Beginning in the early ‘90s she produced a series of cooperative works with composers, musicians, documentary filmmakers and craftspeople. These led her in turn to develop a series of interactive/collaborative projects in Indian villages, revolving around the design and creation of water pump sites and children’s temples (Pilla Gudis) in collaboration with Adivasi artists from Bastar, Chattisgarh in central India. As Altaf has written, “The Pilla Gudis emerged from the realization that village children had no space of their own where they could go to play or engage in other activities outside school hours. (They) are designed as meeting spaces in which young people could interact with each other and with community members with a knowledge of oral and artistic traditions in their village (as well as visiting and invited artists from throughout India). “Such interactions,” Altaf continues, can “encourage the young to think about different ways of knowing and modes of working, enabling them to draw nourishment and sustenance from difference and similarities. The . . .mainstream education system [in India] neutralizes cultural difference in the hope of creating a sense of ‘Unity in Diversity’ which affects student’s perception of culture.” The idea, Altaf notes, is to “encourage young minds to be able to question and take decisions, rather than merely receive. This will also help the artists engaged with the activities to free themselves from taking a stereotypical position of a teacher.”

Navjot Altaf

Altaf’s water pump sites are also produced in collaboration with craftspeople and children: “Our concern of designing and transforming the sites is firstly to create drainage and to improve hygiene since Nagger Palika (the local municipality) does not provide this facility. Second, we want to design shelves for women to place their vessels on, to avoid weight on the bent leg before placing it on their head (according to doctors a particular bent leg posture harms the back over time). Thirdly, we hope to beautify the public sites where women, children, and men of all ages come for a mundane job like fetching water as many as ten times, a day for domestic or other usage. Seven local women artists and inhabitants, at different levels have participated in the process.”

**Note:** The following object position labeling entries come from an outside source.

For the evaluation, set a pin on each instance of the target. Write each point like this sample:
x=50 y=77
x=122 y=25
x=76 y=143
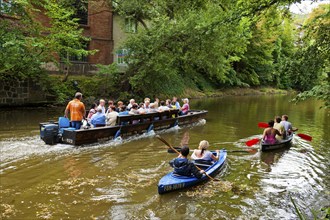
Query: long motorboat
x=279 y=144
x=128 y=125
x=171 y=182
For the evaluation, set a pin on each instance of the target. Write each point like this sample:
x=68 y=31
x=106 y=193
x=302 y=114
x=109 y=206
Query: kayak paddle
x=179 y=149
x=305 y=137
x=170 y=146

“For us, organizing the art workshops for the young is as important as creating the sites (Pilla Gudis). It encourages a communication network between artists from different cultures and disciplines from within Bastar and outside and with and between the young. The plan is also to invite social and cultural volunteers, college students, teachers, workers, peasants, hawkers and others to participate. They can in many ways share their experiences of belonging to different cultural and economic backgrounds and how or whether they are knowingly dealing with the issue of migration in present times. The adivasi areas around Kondagaon,now part of a new state, Chattisgarh, are no longer remote. My Adivasi colleagues see themselves as interventionists in their own environment. The nature of their intervention, mine and ours together, perhaps can be known from the intentions of our concepts, questioning, and ways of carrying out the work at public sites. Process, though time consuming helps in learning about the subtle and complex ways of different local cultures.”